Darkness stars Anna Paquin as Regina, a teenager who moves with her family to an old house in the Spanish countryside. At night, strange things begin happening to Regina’s little brother, Paul (Stephan Enquist). Soon we learn that the house was the site of a botched sacrificial ritual 40 years earlier involving 7 kids, an eclipse, and some other clichés. The dark entity residing in the house has a connection to Regina’s dad, Mark (Lain Glen), and as another eclipse approaches, it’s up to Regina, her mother, Maria (Lena Olin), and her boyfriend, Carlo (Fele Martinez), to once again botch the pending ritual.
Darkness is a hodge-podge of poorly executed clichés, drawn out over nearly two hours of non-frightening boringness. The checklist is as follows: Little kid drawing pictures of dead people with crayons? Check. Dark figures running through the frame in foreground, while unsuspecting characters go about their business in the background? Check. Ghosts that move weirdly down hallways via cheesy editing devices? Check. There’re even a couple of inexplicable beings who creepy-crawl across the ceiling to boot.
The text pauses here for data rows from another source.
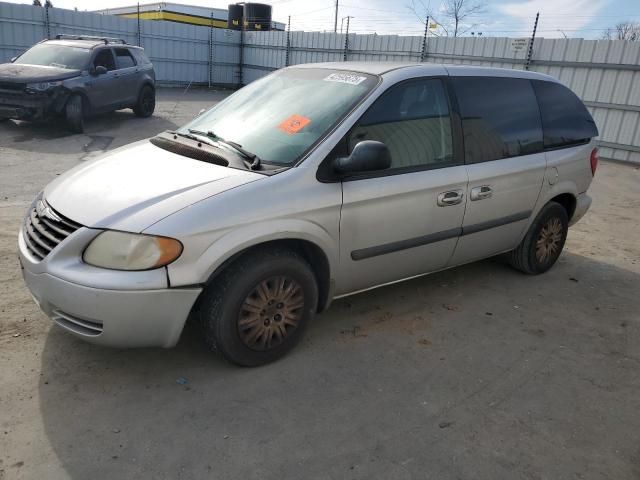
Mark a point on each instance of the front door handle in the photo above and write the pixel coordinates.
(453, 197)
(480, 193)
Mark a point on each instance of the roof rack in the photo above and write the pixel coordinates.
(106, 40)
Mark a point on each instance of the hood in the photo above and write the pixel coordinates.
(15, 72)
(135, 186)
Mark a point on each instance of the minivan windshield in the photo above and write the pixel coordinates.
(279, 117)
(51, 55)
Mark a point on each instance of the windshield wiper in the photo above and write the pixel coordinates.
(254, 160)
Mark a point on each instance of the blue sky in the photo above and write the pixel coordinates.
(512, 18)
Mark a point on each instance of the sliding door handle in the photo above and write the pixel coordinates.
(453, 197)
(480, 193)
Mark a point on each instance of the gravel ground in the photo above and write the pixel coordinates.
(477, 372)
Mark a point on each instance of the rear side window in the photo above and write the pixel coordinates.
(104, 58)
(140, 56)
(412, 119)
(500, 117)
(124, 59)
(565, 119)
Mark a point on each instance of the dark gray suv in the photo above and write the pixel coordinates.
(74, 77)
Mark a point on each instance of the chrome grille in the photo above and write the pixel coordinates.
(44, 229)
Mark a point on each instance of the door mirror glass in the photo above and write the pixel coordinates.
(100, 70)
(367, 156)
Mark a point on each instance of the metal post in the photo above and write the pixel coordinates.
(286, 57)
(47, 21)
(139, 32)
(241, 56)
(346, 40)
(423, 52)
(533, 37)
(211, 51)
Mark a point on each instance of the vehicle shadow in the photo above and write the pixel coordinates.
(480, 362)
(111, 129)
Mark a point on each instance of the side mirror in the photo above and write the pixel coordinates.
(367, 156)
(99, 70)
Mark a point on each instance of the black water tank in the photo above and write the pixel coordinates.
(257, 16)
(234, 21)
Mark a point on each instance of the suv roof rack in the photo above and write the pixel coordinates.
(106, 40)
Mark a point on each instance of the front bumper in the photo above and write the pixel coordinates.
(37, 106)
(115, 314)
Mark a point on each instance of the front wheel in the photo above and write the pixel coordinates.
(258, 308)
(544, 241)
(146, 102)
(75, 114)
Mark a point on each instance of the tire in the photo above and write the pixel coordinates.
(258, 308)
(74, 111)
(543, 243)
(146, 102)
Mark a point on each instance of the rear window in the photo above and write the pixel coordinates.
(124, 59)
(565, 119)
(500, 117)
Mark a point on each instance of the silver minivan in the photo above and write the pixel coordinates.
(315, 182)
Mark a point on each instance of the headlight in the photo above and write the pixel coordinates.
(42, 86)
(131, 251)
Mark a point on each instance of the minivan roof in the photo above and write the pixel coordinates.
(88, 44)
(381, 68)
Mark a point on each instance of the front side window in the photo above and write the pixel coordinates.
(279, 117)
(412, 120)
(565, 119)
(55, 55)
(500, 117)
(124, 59)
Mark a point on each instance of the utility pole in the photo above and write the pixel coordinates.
(533, 37)
(346, 39)
(286, 58)
(423, 52)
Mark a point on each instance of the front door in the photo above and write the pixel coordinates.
(404, 221)
(100, 88)
(505, 163)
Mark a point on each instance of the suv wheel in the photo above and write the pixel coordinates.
(74, 111)
(258, 308)
(544, 241)
(146, 102)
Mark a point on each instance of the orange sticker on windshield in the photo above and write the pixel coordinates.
(294, 124)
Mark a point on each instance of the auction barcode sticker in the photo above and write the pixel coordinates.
(345, 78)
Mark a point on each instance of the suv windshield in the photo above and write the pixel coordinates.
(61, 56)
(279, 117)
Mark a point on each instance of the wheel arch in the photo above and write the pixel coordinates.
(312, 253)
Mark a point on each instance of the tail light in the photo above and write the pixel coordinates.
(594, 160)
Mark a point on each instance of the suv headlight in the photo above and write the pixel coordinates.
(131, 251)
(42, 86)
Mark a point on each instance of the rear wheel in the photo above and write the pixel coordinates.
(146, 102)
(544, 241)
(74, 111)
(258, 308)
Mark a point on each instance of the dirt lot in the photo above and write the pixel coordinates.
(478, 372)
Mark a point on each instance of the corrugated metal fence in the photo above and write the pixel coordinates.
(604, 73)
(180, 53)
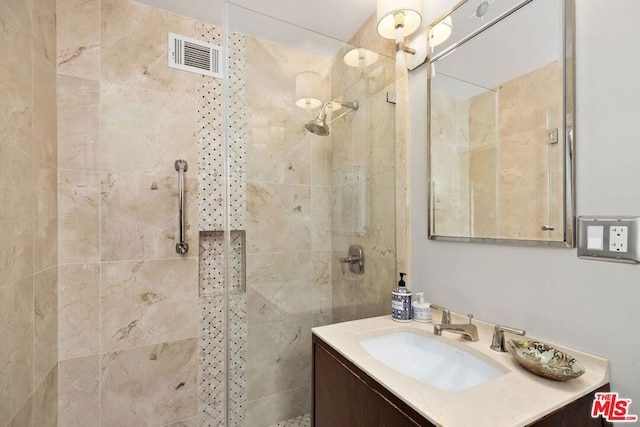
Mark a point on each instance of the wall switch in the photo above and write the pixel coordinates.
(608, 238)
(618, 238)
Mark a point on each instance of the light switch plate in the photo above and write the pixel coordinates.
(619, 238)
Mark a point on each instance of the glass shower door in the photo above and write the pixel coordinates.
(294, 202)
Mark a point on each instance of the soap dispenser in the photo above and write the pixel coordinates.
(401, 302)
(420, 310)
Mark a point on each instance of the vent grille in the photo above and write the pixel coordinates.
(194, 55)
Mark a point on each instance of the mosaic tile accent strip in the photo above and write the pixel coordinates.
(301, 421)
(211, 145)
(213, 259)
(237, 359)
(212, 365)
(237, 128)
(211, 151)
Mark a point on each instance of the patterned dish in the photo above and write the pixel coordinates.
(544, 360)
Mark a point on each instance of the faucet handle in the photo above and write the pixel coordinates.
(497, 343)
(446, 314)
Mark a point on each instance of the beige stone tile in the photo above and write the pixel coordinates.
(134, 46)
(278, 357)
(139, 217)
(16, 78)
(321, 292)
(16, 217)
(278, 155)
(79, 392)
(45, 401)
(44, 80)
(148, 302)
(145, 131)
(78, 37)
(16, 352)
(278, 216)
(320, 218)
(150, 386)
(79, 222)
(79, 310)
(78, 123)
(46, 216)
(192, 422)
(275, 408)
(270, 302)
(45, 310)
(24, 417)
(279, 287)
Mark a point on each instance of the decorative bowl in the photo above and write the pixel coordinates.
(544, 360)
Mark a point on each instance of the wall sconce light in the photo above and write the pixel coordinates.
(398, 19)
(440, 32)
(308, 90)
(360, 57)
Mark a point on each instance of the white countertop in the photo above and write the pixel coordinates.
(516, 398)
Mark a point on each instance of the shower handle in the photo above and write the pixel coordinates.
(355, 260)
(182, 247)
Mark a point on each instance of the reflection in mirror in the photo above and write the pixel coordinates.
(499, 120)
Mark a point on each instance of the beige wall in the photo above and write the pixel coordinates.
(28, 217)
(128, 303)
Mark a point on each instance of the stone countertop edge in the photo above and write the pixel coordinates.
(516, 398)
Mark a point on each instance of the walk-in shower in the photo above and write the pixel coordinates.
(319, 125)
(285, 212)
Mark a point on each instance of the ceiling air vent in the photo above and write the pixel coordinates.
(194, 55)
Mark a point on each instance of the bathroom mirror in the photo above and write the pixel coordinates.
(500, 117)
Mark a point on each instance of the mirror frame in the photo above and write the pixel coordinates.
(569, 102)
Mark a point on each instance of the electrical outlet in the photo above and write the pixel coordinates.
(618, 238)
(609, 238)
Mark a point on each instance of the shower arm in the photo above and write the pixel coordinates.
(354, 105)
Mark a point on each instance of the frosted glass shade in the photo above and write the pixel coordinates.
(411, 11)
(308, 89)
(440, 32)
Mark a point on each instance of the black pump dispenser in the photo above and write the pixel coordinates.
(401, 301)
(401, 282)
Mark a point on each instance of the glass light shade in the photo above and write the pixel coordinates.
(411, 11)
(308, 89)
(440, 32)
(360, 57)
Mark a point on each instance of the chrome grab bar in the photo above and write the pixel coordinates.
(182, 247)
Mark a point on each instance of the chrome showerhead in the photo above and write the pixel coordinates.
(319, 125)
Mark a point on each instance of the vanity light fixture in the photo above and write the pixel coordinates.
(360, 57)
(398, 19)
(308, 90)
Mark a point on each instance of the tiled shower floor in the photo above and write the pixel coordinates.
(301, 421)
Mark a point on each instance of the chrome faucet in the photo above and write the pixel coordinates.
(469, 331)
(446, 315)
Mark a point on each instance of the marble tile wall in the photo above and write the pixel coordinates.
(525, 202)
(288, 234)
(366, 139)
(128, 303)
(29, 216)
(450, 145)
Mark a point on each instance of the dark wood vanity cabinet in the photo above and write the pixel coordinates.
(345, 396)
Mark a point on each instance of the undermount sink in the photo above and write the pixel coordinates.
(430, 360)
The cast seems capable, but even they appear to be uninterested in the movie. Anna Paquin snores through her lines in a monotone akin to Ben Stein’s in Ferris Bueller’s Day off, while Lena Olin tries going over the top to inject some sort of life into her lines. The results are at times boring, at times annoying, and often times both.
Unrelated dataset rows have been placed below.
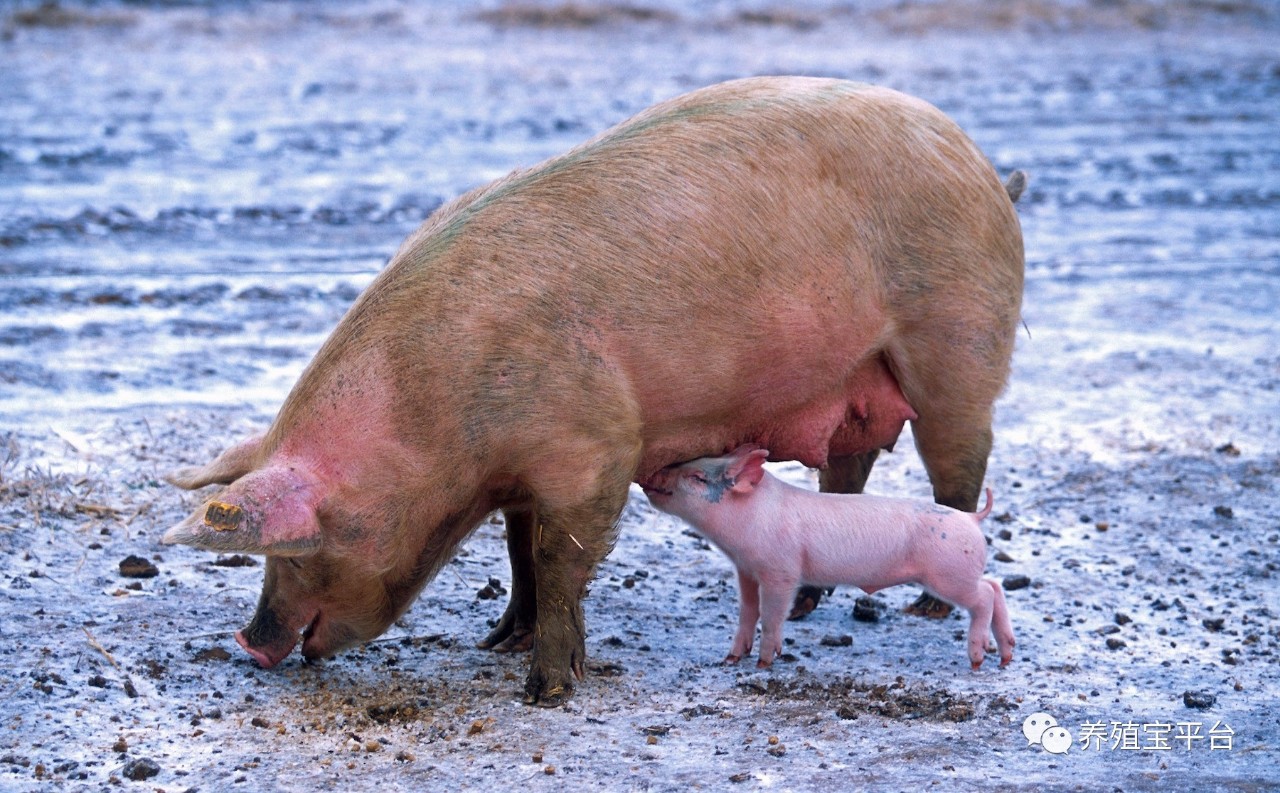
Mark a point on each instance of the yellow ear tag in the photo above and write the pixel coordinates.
(223, 517)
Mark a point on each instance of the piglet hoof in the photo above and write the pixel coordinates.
(551, 697)
(928, 605)
(807, 600)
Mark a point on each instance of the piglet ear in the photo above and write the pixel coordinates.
(748, 470)
(270, 510)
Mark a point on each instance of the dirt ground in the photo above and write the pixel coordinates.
(192, 193)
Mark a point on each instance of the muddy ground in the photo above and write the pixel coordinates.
(191, 195)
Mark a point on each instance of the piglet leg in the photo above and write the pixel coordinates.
(1000, 624)
(775, 604)
(748, 615)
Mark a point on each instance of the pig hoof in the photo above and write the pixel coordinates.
(928, 605)
(507, 638)
(549, 697)
(807, 600)
(519, 641)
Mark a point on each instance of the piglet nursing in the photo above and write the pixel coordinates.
(781, 536)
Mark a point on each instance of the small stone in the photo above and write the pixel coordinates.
(137, 567)
(1013, 583)
(1198, 700)
(867, 609)
(140, 769)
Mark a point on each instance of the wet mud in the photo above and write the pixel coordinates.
(192, 193)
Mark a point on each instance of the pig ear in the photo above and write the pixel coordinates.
(272, 512)
(224, 470)
(748, 472)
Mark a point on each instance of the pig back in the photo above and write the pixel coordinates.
(736, 252)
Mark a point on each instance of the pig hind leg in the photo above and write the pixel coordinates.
(515, 631)
(951, 376)
(845, 475)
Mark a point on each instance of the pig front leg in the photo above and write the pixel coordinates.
(515, 631)
(775, 603)
(845, 475)
(568, 544)
(748, 615)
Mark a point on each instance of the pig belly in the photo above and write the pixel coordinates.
(868, 415)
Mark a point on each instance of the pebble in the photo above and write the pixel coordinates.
(137, 567)
(140, 769)
(1198, 700)
(1013, 583)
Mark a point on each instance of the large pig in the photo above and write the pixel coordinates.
(780, 536)
(801, 264)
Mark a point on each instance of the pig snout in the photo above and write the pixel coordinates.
(269, 637)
Balaguero pulls out all the tricks of the trade in an attempt to make Darkness visually interesting. He uses every type of pan, push in, tracking shot, and angle up, down, over, under, whatever, to add drama to that which is inherently not dramatic. However, all the digital filters, chaotic camera shakes, and quick cuts in the world can’t save a bad story. The cinematic gimmickry just adds more artifice to an already synthesized plot and in the end it becomes an obvious and fruitless attempt at the proverbial art of turd-polishing.
On paper it certainly appears that the cast and crew of Darkness have the potential to create a good movie, but this thing was doomed from the first page. It appears that the theatrical version of Darkness may have been foisted upon us by Dimension Films in an attempt to cash in on the J-horror boom from a few years ago. That’s an unfortunate reality of the film business. However, while the filmmakers deserve the lion’s share of the blame for making a bad movie, the folks at Dimension Home Video should be ashamed for releasing the original version of this mess on DVD three years after it should have been laying comfortably in a can, on a shelf, and collecting dust in the darkness, no less.